Editor’s note: The purpose of this series is to help our readers think through what the deity of Christ and it’s importance to the Christian faith.

We need a proper balance in our understanding of the nature of Jesus Chthe-deity-of-Christrist. Historically the church has struggled to keep one or the other of Jesus’ natures in proper place. We tend to emphasize one to the exclusion of the other. This is why the church councils throughout history have had to, at different times, put in writing that Jesus is the God-Man. Both God and man at the same time. Evangelicals today seem to be able to emphasize the divinity of Jesus, but we struggle often to understand and appreciate His humanity. Studying the humanity of Jesus has profound implications for our lives.

Most Evangelicals have a great appreciation for and respect for the divinity of Jesus. We are careful to guard against any conception of the nature of Christ or of the Trinity that would undermine the divinity of Jesus. We gladly and intentionally worship Jesus as God. In our apologetic defenses we argue from Scripture for the full divinity of Jesus, regularly articulating it so as to remind others that he was, is, and always has been God. But we do not usually put the same emphasis on the humanity of Jesus.

Of course we know that Jesus is human. We gladly acknowledge that and refer to Jesus as the God-Man. Yet even when we do our emphasis is still on the fact that Jesus is GOD-man. Bruce Ware, professor of Christian Theology at The Southern Baptist Theological Seminary, sees this as a real deficiency in contemporary Evangelical theology.

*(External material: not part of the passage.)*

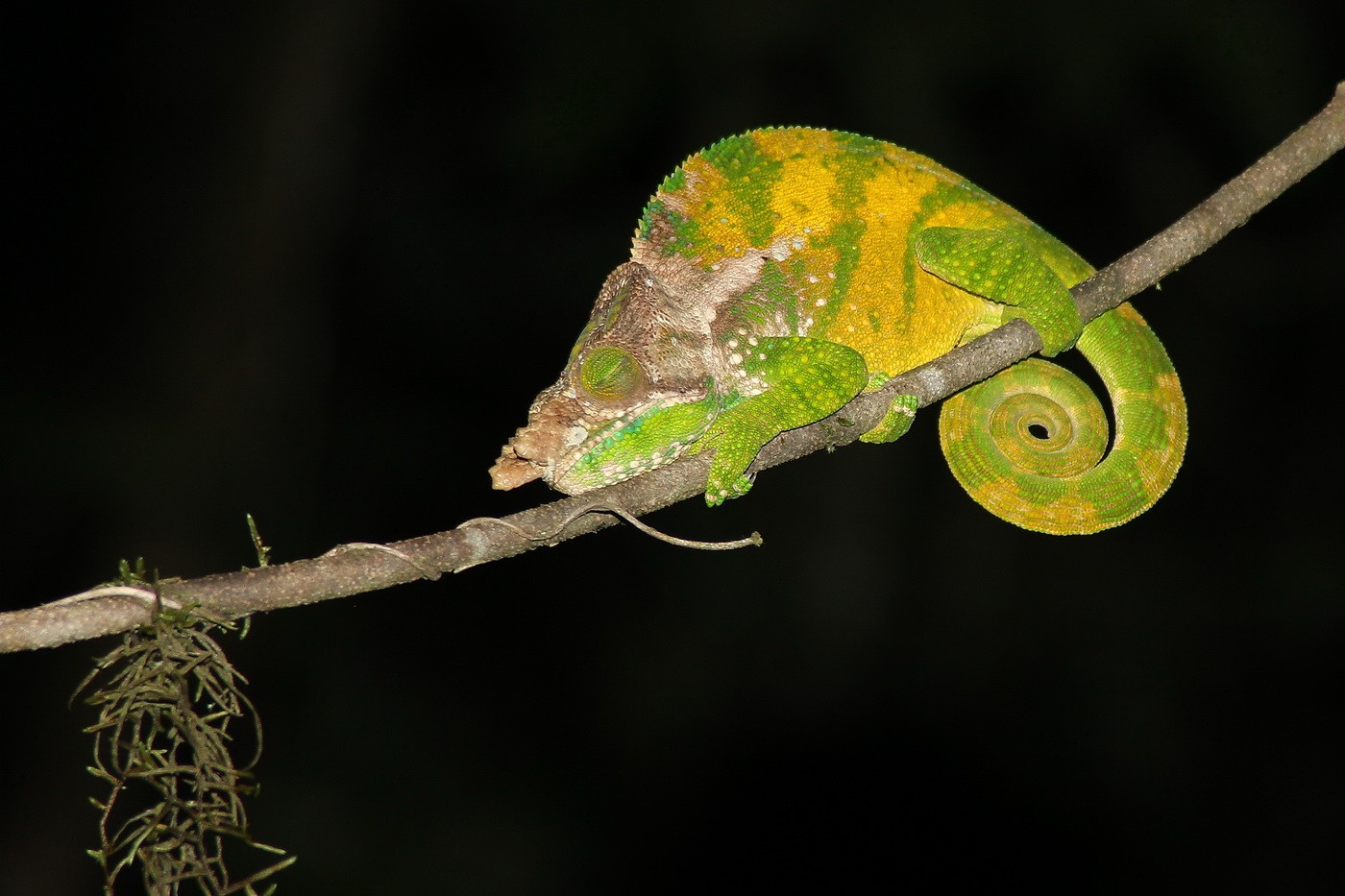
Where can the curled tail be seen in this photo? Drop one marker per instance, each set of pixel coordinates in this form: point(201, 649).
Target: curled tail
point(1028, 444)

In The Man Christ Jesus, Ware alludes to the fact that he is writing precisely because Evangelicals “understand better Christ’s deity than they do his humanity” (13). We need this reminder if we are to be Biblically faithful to the self-revealed testimony of our God; Jesus is the God-Man. Both are necessary for our understanding him and our relating to him.

The divinity of Jesus has massive implications for our life and faith as believers, yet so does the humanity of Jesus. His humanity tells us many things about who He was and how we lived on this earth, and even how he now continues to exist, but it also tells us much about how we are to fight sin, pray, relate to the Holy Spirit, and ultimately what we will be like in eternity. There is much practical theology to draw from the doctrine of the humanity of Christ. If we overlook it we do not simply do our theology a disservice, rather we actually outright damage our theology.

To neglect the doctrine of Christ’s humanity is to fundamentally misunderstand Jesus, and to misunderstand our own Christian life. Since Jesus is our example (1 Peter 2:21) we must wrestle with how the very Son of God can possibly serve that role. After all, we are not divine, so in what way can Jesus be said to be a good example for human beings? To answer such a question requires us to consider the humanity of Jesus. To neglect such a question is to fundamentally misunderstand him and our own sanctification.

We are right to celebrate the divinity of Jesus. He is God and his divinity is crucial to understanding who he is and how we must relate to him. But we must never study one aspect of God to the exclusion of others. Such a practice distorts our understanding of God. Jesus is the God-Man, and both aspects of his nature are worth our study. We need the balance.